Washington, D.C. -- The American Institute of Architects’ (AIA) board of directors recently approved several changes to the AIA Code of Ethics and Professional Conduct to explicitly address sexual harassment, equity in the profession, and sustainability.

The Code of Ethics and Professional Conduct applies to all AIA members. The code’s ethical standards are aspirational and define the tenets of ethical behavior for AIA members. The code also includes disciplinary rules, which are mandatory and enforceable. Violations of the rules may result in sanctions, including termination of membership.

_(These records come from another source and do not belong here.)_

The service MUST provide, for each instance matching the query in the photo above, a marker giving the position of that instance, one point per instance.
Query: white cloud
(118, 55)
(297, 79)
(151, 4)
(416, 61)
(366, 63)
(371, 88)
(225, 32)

“The architecture profession is at a threshold moment,” said Carl Elefante, AIA 2018 president. “The Board’s adoption of these changes provides us with another step toward ending sexual harassment in the workplace, advancing equity in our profession, and promulgating sustainable practices. I applaud the members who raised their voices to offer these improvements to the code, and the AIA delegates, board of directors, and National Ethics Council who acted on their concerns.”

The new rules and ethical standards resulted in part from resolutions presented and adopted by delegates at the annual meeting of the Institute in connection with the 2018 AIA Conference on Architecture. The AIA National Ethics Council, in consultation with the board committee on equity and the future of architecture, made recommendations to the AIA board of directors, which it adopted.

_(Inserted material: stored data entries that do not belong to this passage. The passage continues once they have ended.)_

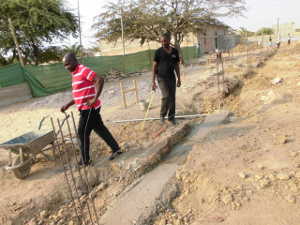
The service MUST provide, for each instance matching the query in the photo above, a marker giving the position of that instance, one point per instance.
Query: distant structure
(213, 34)
(287, 28)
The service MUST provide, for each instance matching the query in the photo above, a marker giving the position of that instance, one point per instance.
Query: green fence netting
(11, 75)
(49, 79)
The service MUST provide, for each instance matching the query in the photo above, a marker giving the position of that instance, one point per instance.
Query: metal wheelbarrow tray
(26, 147)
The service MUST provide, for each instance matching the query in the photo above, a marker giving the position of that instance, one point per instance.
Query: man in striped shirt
(86, 89)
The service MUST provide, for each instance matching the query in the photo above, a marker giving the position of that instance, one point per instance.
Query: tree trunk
(177, 42)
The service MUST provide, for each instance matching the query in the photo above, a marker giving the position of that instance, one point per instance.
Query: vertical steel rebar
(65, 174)
(70, 168)
(79, 170)
(84, 170)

Several existing rules were updated in the Code of Ethics to include language explicitly addressing harassment and equity in the profession. And at the recommendation of the national ethics council and the new england committee on the environment, new rules and ethical standards were also added to the Code of Ethics to address sustainability. An updated copy of the Code of Ethics and more information on the national ethics council can be reviewed on AIA’s website.

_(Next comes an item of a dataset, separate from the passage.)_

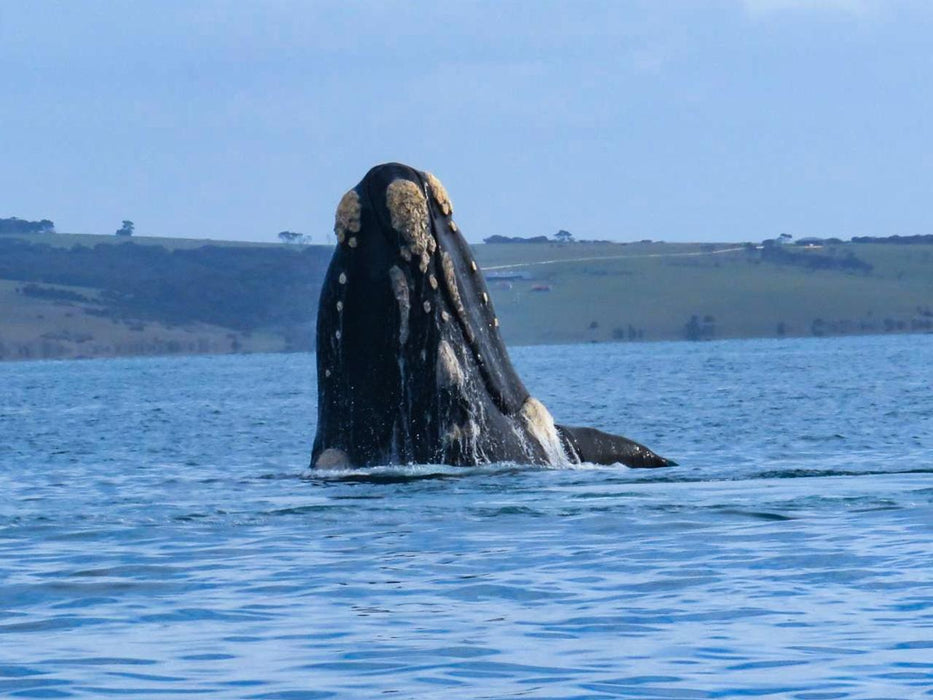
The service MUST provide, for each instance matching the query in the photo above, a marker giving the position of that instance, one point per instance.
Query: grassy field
(34, 328)
(651, 292)
(543, 293)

AIA recently released a statement, “Where We Stand: Sexual Harassment & the Architectural Profession,” detailing the Institute’s commitments to combating harassment in the workplace and to making the profession more equitable and inclusive:

“We, the members of the American Institute of Architects (AIA), stand together to reshape our profession: to confront those who make the workplace intolerable through harassment and abuse; to give voice to those whose voices are stifled for fear of retaliation; to resolve systemic inequities in our profession that block full access by many who seek it; and to break down cultural, ethnic, racial, and gender barriers that prevent our profession from reflecting the society it serves,” said the statement. “AIA acknowledges that the architectural profession has not yet attained the workplace culture that is required. While AIA has made significant progress in recent years in addressing these issues, we must redouble our efforts.”